Ethereum Begins Forming Tight Trading Range
At the time of writing, Ethereum is trading up slightly at its of $218, which marks a slight jump from its 24-hour lows of $215, but also marks a notable retrace from its daily highs of over $220.
Over the past seven days, Ethereum has been caught in a clear uptrend, surging from lows of $185 to highs of nearly $225, which is where ETH found some levels of resistance that halted its upwards momentum and has caused it to range sideways in the time since. It now appears that ETH is caught in a trading range between roughly $215 and the mid-$220 region, and it is likely that this range will continue to hold strong in the near-term so long as the aggregated crypto markets maintain some stability in the coming days and weeks.Currently, Bitcoin is struggling to maintain its foothold within the lower-$10,000 region, and it is beginning to look as though that BTC will once again visit the $9,000 price region and its bears gain the upper hand.

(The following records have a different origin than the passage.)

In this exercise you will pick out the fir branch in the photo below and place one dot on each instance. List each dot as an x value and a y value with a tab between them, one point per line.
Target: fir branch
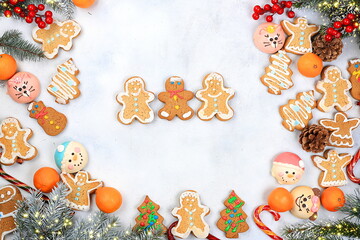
13	44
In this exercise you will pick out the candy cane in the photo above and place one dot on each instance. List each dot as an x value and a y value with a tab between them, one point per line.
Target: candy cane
261	225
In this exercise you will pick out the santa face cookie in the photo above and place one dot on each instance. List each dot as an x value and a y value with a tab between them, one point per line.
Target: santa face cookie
335	90
215	98
191	215
9	196
269	37
287	168
300	33
135	101
175	99
14	142
55	36
23	87
71	157
332	167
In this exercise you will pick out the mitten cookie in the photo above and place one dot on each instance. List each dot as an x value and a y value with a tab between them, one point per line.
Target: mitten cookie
48	118
332	167
335	91
14	142
80	187
278	74
9	195
56	35
135	101
300	33
215	98
175	99
65	85
297	113
191	215
341	128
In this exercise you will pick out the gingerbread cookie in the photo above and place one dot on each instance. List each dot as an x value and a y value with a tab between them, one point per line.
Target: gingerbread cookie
48	118
65	85
14	142
191	215
278	74
135	101
335	91
9	196
300	33
80	187
297	113
215	98
56	35
332	167
341	128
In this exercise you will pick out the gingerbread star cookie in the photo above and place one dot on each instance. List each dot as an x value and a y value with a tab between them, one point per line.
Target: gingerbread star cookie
332	166
341	128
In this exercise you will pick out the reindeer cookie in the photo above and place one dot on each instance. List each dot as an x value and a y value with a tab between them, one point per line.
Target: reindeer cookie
215	98
191	216
56	35
80	187
335	91
14	142
9	195
135	101
175	99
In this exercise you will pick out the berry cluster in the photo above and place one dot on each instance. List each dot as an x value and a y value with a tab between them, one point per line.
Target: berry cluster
347	25
276	8
29	12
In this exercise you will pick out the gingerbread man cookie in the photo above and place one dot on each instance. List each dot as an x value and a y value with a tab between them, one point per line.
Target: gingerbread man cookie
80	187
335	91
215	98
56	35
135	101
14	142
191	215
299	41
175	99
48	118
332	168
341	128
9	196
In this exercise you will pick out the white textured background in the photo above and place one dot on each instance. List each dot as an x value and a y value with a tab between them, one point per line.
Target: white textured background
157	39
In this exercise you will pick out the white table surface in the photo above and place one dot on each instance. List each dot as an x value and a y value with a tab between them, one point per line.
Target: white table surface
157	39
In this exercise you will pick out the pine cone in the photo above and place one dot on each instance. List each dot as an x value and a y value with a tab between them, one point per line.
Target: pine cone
314	138
327	51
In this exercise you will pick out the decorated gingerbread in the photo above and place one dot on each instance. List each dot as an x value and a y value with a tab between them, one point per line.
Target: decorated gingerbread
48	118
191	215
175	99
215	98
135	101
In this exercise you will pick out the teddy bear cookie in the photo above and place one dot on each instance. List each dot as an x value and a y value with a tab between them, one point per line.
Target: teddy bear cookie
191	215
135	101
341	129
64	85
332	167
52	121
297	113
300	34
80	187
14	142
9	196
175	99
335	91
287	168
215	98
55	36
278	75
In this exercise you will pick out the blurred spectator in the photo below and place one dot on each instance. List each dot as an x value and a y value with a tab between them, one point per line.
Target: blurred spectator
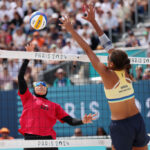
146	75
17	21
139	72
132	40
111	22
77	132
5	134
61	79
101	131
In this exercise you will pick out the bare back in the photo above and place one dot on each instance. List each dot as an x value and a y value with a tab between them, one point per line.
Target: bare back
119	109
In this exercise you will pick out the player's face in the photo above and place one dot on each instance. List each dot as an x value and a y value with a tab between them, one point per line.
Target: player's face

Assuming that Bitcoin does drop to its next major region of support around the lower-$9,000 region, it is highly probable that Ethereum and most other major alts will also retrace.
Could ETH Soon Target $263?
Analysts believe that Ethereum could soon target $263 despite the current bearishness in the aggregated crypto markets, which will likely only happen if Bitcoin is able to maintain some stability or begin climbing higher in the near-term. Josh Olszewicz, a popular cryptocurrency analyst on Twitter, spoke about this in a recent tweet, explaining that he believes ETH will target $263 in Q4 despite it showing some signs of imminent near-term bearishness.“4h $ETH: bear div here. Case for macro RSI building. Should fill gap to $263 pretty easily in Q4,” he noted.